By getting the url components host string and queryItems array, as follows:
if let urlComponents = URLComponents(string: "http://mydummysite.com?encodedMessage=PD94bWwgdmVyNlPg%3D%3D&signature=kcig33sdAOAr%2FYYGf5r4HGN"), let host = urlComponents.host, let queryItems = urlComponents.queryItems {
print(host) // mydummysite.com
print(queryItems) // [encodedMessage=PD94bWwgdmVyNlPg==, signature=kcig33sdAOAr/YYGf5r4HGN]
}
queryItems array contains URLQueryItem objects, which have name and value properties:
if let urlComponents = URLComponents(string: "http://mydummysite.com?encodedMessage=PD94bWwgdmVyNlPg%3D%3D&signature=kcig33sdAOAr%2FYYGf5r4HGN"),let queryItems = urlComponents.queryItems {
// for example, we will get the first item name and value:
let name = queryItems[0].name // encodedMessage
let value = queryItems[0].value // PD94bWwgdmVyNlPg==
}
Also:
In case of you are getting the query without the full url, I'd suggest to do a pretty simple trick, by adding a dummy host as a prefix to your query string, as follows:
let myQuery = "encodedMessage=PD94bWwgdmVyNlPg%3D%3D&signature=kcig33sdAOAr%2FYYGf5r4HGN"

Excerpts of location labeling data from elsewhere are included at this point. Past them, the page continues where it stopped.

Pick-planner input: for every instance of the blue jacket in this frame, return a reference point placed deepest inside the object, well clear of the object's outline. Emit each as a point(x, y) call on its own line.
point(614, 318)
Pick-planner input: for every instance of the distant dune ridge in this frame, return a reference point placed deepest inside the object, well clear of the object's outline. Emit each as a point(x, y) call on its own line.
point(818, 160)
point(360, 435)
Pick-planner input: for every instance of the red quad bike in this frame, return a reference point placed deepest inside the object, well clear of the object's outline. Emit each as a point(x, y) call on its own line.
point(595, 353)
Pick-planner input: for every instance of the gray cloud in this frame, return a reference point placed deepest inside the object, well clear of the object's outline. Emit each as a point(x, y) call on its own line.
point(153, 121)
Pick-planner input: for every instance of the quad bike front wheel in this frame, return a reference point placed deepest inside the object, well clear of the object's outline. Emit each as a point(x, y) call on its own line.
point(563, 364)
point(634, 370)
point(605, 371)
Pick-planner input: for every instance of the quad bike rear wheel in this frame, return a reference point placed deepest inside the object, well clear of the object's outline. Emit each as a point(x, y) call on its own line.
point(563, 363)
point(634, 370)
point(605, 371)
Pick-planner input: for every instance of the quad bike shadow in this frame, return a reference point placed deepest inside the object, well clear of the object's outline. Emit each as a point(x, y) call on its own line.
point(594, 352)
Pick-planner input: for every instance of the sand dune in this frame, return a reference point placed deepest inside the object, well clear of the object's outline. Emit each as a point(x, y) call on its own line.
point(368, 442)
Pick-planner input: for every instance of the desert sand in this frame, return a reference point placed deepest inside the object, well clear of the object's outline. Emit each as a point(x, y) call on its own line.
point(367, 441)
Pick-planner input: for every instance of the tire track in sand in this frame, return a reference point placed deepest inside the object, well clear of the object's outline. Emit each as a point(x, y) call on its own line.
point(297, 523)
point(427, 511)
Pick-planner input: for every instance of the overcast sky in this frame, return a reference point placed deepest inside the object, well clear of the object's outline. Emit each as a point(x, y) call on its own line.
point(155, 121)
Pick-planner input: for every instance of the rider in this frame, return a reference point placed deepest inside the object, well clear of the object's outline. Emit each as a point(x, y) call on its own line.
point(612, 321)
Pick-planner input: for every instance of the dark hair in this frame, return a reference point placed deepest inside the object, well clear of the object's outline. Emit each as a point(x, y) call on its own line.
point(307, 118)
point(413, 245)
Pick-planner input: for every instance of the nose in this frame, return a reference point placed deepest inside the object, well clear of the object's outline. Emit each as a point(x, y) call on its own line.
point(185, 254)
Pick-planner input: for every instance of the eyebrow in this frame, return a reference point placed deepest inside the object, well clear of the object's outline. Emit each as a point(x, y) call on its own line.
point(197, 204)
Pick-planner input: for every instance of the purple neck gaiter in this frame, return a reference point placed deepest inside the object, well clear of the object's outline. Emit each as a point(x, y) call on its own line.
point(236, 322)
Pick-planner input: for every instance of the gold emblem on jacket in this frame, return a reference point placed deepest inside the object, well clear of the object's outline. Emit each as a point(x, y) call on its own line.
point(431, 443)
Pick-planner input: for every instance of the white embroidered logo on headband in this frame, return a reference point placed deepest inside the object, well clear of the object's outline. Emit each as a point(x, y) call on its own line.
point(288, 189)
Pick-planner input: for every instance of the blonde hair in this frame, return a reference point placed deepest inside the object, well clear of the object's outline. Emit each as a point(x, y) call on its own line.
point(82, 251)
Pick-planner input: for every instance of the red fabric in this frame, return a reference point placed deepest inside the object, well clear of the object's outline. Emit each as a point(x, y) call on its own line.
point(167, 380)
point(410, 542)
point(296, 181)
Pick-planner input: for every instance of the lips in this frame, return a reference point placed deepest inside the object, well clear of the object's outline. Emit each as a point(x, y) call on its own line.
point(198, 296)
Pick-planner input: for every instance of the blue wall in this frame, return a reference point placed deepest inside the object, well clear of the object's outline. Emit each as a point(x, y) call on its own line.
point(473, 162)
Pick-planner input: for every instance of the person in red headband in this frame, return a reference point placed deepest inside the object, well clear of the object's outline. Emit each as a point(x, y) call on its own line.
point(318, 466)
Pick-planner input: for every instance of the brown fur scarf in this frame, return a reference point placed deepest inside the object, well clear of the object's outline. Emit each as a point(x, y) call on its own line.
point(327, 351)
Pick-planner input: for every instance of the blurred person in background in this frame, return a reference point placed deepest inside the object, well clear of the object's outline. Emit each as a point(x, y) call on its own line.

let myDummyUrlString = "http://stackoverflow.com?" + myQuery
if let urlComponents = URLComponents(string: myDummyUrlString),let queryItems = urlComponents.queryItems {
// for example, we will get the first item name and value:
let name = queryItems[0].name // encodedMessage
let value = queryItems[0].value // PD94bWwgdmVyNlPg==
} else {
print("invalid url")
}
5 Comments
pavlos
Nothing happens.. It doesnt return anything when i execute it
Ahmad F
make sure that the used url is a valid one, what are showing in the question is just the query, it is not a full url.
Ahmad F
It is kind of weird to me that you are getting a query without the full url. However, please check the edit.
RickiG
This should be the accepted answer. The above will follow RFC 3986 and will correctly handle all the edge cases - like the initial '?' and so on in a complete URL.
Naishta
Brilliant ! thanks for a detailed explanation with a perfect example.
You can get the key value pairs this way:
let str = "encodedMessage=PD94bWwgdmVyNlPg%3D%3D&signature=kcig33sdAOAr%2FYYGf5r4HGN"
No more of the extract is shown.